By Ellen Wulfhorst
NEW YORK (Thomson Reuters Foundation) – New York City has an opportunity practically unheard of in modern times – a chance to decide what to do with an island bigger than London’s Hyde Park.
The city voted in October to close down its notoriously overcrowded, violent jail on Rikers Island by 2026, which has in its history held more than twice the number of prisoners it was designed for.
Commanding the most public attention for the island’s future is green industrial use – a renewable energy hub with possibilities of a solar farm, modernized wastewater treatment, and a plant converting organic waste into fuel.
“There’s a lot of momentum for the island as a hub of green infrastructure, “said Moses Gates, vice president for housing and neighborhood planning at the Regional Plan Association, a New York-based urban research group.
“It’s an amazing opportunity and definitely doesn’t come along every day,” he told the Thomson Reuters Foundation.
Mostly landfill and situated just a few hundred feet from the city’s LaGuardia Airport, Rikers Island can be reached by means of a bridge only accessible to people with jail business.
The entrance to the bridge sits in an industrial section of New York’s Queens borough, dominated by scrapyards, litter-strewn lots, abandoned trucking containers, bus parking lots and an 80-year-old wastewater treatment plant.
To that end, the City Council, which has a say in deciding the fate of the island, is weighing three pieces of legislation.
One would shift its control to the city’s Department of Environmental Protection from the Department of Correction, and the others call for studying its capacity for renewable energy and battery storage and how much wastewater it could handle from other plants.

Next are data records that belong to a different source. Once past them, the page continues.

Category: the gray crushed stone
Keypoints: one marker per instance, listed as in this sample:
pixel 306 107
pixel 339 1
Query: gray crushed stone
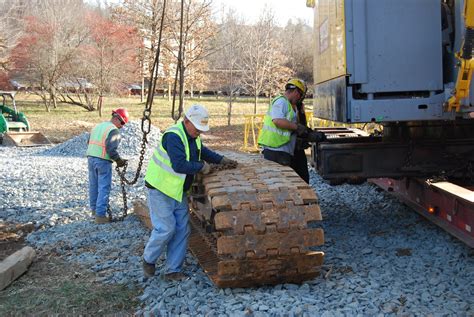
pixel 363 274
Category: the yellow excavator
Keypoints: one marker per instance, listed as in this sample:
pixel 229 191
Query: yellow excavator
pixel 14 126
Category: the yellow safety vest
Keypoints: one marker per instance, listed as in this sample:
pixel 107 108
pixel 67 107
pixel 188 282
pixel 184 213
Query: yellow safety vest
pixel 160 173
pixel 271 135
pixel 96 145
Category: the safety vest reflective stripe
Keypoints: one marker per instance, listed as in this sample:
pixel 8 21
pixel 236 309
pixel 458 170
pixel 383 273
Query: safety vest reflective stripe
pixel 270 135
pixel 160 173
pixel 166 167
pixel 97 140
pixel 101 143
pixel 276 130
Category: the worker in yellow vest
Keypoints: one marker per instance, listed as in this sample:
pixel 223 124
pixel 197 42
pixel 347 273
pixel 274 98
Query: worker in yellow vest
pixel 280 124
pixel 101 152
pixel 169 176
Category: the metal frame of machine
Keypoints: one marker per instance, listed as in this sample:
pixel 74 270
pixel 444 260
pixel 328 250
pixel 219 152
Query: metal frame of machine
pixel 408 66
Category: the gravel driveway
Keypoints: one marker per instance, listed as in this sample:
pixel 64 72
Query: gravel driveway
pixel 381 257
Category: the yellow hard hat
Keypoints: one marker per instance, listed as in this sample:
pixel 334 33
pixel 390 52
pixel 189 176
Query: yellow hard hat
pixel 296 83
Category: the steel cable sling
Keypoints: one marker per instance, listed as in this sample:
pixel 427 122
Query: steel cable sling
pixel 145 125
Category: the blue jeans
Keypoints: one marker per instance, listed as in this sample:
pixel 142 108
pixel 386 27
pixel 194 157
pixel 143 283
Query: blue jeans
pixel 100 182
pixel 170 220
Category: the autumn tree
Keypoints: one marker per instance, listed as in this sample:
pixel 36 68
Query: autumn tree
pixel 262 59
pixel 195 37
pixel 52 41
pixel 145 16
pixel 11 28
pixel 109 58
pixel 228 44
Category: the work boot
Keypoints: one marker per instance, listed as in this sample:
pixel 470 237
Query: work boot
pixel 176 276
pixel 148 269
pixel 101 220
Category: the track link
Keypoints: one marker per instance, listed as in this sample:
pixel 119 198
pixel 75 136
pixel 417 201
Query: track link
pixel 250 225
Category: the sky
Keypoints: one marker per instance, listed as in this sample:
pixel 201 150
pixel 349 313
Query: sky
pixel 282 9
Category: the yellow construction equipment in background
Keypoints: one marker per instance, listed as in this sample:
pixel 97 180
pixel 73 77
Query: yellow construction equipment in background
pixel 254 122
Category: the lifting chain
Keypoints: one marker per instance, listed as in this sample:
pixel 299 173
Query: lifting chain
pixel 145 126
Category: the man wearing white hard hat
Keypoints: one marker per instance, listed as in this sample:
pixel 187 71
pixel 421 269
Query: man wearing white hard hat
pixel 169 176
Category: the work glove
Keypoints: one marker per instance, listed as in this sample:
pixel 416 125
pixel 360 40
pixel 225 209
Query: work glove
pixel 206 169
pixel 316 136
pixel 121 162
pixel 302 130
pixel 301 144
pixel 228 161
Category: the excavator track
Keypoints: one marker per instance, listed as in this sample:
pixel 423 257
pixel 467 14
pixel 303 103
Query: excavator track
pixel 250 225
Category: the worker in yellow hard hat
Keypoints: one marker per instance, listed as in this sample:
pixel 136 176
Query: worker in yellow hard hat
pixel 281 126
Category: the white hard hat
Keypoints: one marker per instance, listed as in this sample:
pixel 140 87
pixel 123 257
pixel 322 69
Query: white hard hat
pixel 198 115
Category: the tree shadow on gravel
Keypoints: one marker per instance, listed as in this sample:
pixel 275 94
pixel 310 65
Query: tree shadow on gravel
pixel 52 286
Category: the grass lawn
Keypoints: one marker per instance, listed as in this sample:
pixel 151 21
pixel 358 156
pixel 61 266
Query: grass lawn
pixel 67 121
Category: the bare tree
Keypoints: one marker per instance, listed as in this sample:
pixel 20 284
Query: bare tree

Introducing the bills over the summer, Councilman Costa Constantinides, whose district includes Rikers Island, called it “a place of despair for many New Yorkers”.
“These bills are a down payment for a brighter future for this island – one that actually serves New York communities instead of tearing them apart,” he said.
BLEAK TO GREEN
Environmentalists note a green use of Rikers Island would help the city meet its target of having at least 1,000 megawatts of solar capacity by 2030, which could power more than 250,000 households, according to New York City officials.
New York state, meanwhile, aims to generate 70% of its electricity from renewable sources by 2030 and by 2040 get all of its electrical power from sources that do not emit planet-warming greenhouse gases.
“It’s turning something that has been bleak, maybe gray and black, into something with a lot of potential for light and green,” said Melissa Iachan, senior staff attorney at New York Lawyers for the Public Interest, a civil rights organization.
The proposals would transform the “literally toxic” island and help “end our addiction to fossil fuel and change the legacy of this island from one of just horror and trauma to one of possibility and clean air and sustainability,” she added.
And opening a wastewater treatment plant on Rikers could allow for the closure of old and out-dated plants elsewhere, said supporters of the island’s green industrial use option.
UNCERTAIN FUTURE
Putting housing on the island has been suggested but faces obstacles making it largely unfeasible, according to urban planners.
The island has building height restrictions due to the flights going in and out of the airport, and its landfill is decomposing and emits methane gas, said the Council’s Constantinides.
Transport is another hurdle, with the nearest subway stop well over a mile away.
“Without extending some sort of mass transit to Rikers, making it a dense urban environment doesn’t make much sense,” said Mark Ginsberg, an architect whose firm Curtis + Ginsberg has studied possibilities for the island’s future.
Other planners have proposed expanding LaGuardia to the nearby island.
An additional runway could allow larger, longer-haul planes to use the airport, but the proposal has enjoyed little public support.
Not to be overlooked is an acknowledgement of what the island has been since the 1930s, said Brandon Holmes, New York City campaign coordinator for Just LeadershipUSA, an organization aimed at cutting the nation’s jail and prison populations.
Rikers, where most prisoners are awaiting trial or serving sentences of less than one year, was plagued by chronic violence, overcrowding and decayed facilities, said city officials as they voted to close it down.
The city’s $8.7 billion plan approved in October calls for replacing Rikers with four smaller jails elsewhere.
A goal for the future of Rikers Island is to remember the jail complex and “ensure that the city doesn’t look at this as a blank slate,” said Holmes.
“What we want is to make sure the island is never used for profits over people ever again and is something that values and invests in the future of every New York.”